Flags: GXF_PARAMETER_FLAGS_NONE
Type: GXF_PARAMETER_TYPE_STRING
output_binding_names
Names of output bindings in the model in the same order of of what is provided in output_tensor_names.
Flags: GXF_PARAMETER_FLAGS_NONE
Type: GXF_PARAMETER_TYPE_STRING
pool
Allocator instance for output tensors.
Flags: GXF_PARAMETER_FLAGS_NONE
Type: GXF_PARAMETER_TYPE_HANDLE
Handle Type: nvidia::gxf::Allocator
cuda_stream_pool
Instance of gxf::CudaStreamPool to allocate CUDA stream.
Flags: GXF_PARAMETER_FLAGS_NONE
Type: GXF_PARAMETER_TYPE_HANDLE
Handle Type: nvidia::gxf::CudaStreamPool
max_workspace_size
Size of working space in bytes. Default to 64MB
Flags: GXF_PARAMETER_FLAGS_NONE
Type: GXF_PARAMETER_TYPE_INT64
Default: 67108864
dla_core
DLA Core to use. Fallback to GPU is always enabled. Default to use GPU only.
Flags: GXF_PARAMETER_FLAGS_OPTIONAL
Type: GXF_PARAMETER_TYPE_INT64
max_batch_size
Maximum possible batch size in case the first dimension is dynamic and used as batch size.
Flags: GXF_PARAMETER_FLAGS_NONE
Type: GXF_PARAMETER_TYPE_INT32
Default: 1
enable_fp16_
Enable inference with FP16 and FP32 fallback.
Flags: GXF_PARAMETER_FLAGS_NONE
Type: GXF_PARAMETER_TYPE_BOOL
Default: False
verbose
Enable verbose logging on console.
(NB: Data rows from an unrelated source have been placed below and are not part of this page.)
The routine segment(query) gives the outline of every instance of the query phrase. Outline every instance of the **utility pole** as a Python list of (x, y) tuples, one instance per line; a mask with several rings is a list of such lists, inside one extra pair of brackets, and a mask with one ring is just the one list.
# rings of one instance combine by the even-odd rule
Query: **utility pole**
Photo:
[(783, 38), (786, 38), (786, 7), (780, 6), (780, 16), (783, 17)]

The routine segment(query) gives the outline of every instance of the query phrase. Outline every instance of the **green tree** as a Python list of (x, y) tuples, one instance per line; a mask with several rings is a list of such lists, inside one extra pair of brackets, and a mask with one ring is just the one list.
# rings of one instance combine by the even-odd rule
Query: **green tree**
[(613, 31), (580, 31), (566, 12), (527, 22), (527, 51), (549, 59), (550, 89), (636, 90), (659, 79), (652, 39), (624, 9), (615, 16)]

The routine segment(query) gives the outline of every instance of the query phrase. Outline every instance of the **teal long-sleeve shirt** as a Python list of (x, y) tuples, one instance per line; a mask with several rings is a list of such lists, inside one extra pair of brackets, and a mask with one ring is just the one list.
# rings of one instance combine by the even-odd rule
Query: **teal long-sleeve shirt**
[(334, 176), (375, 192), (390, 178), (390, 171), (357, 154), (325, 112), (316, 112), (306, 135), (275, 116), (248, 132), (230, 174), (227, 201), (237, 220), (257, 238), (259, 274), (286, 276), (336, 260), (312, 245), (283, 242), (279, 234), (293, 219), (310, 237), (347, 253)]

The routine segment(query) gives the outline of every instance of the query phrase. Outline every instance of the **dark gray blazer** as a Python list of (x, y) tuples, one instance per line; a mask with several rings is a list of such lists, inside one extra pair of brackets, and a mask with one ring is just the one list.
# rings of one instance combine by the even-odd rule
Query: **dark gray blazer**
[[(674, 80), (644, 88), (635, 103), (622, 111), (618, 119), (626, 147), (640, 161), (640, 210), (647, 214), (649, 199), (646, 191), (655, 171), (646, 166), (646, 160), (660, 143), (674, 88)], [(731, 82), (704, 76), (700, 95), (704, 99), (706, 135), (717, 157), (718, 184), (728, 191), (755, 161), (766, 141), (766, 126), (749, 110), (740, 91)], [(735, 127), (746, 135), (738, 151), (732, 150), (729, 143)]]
Default to false.
Flags: GXF_PARAMETER_FLAGS_NONE
Type: GXF_PARAMETER_TYPE_BOOL
Default: False
relaxed_dimension_check
Ignore dimensions of 1 for input tensor dimension check.
Flags: GXF_PARAMETER_FLAGS_NONE
Type: GXF_PARAMETER_TYPE_BOOL
Default: True
clock
Instance of clock for publish time.
Flags: GXF_PARAMETER_FLAGS_OPTIONAL
Type: GXF_PARAMETER_TYPE_HANDLE
Handle Type: nvidia::gxf::Clock
rx
List of receivers to take input tensors
Flags: GXF_PARAMETER_FLAGS_NONE
Type: GXF_PARAMETER_TYPE_HANDLE
Handle Type: nvidia::gxf::Receiver
tx
Transmitter to publish output tensors
Flags: GXF_PARAMETER_FLAGS_NONE
Type: GXF_PARAMETER_TYPE_HANDLE
Handle Type: nvidia::gxf::Transmitter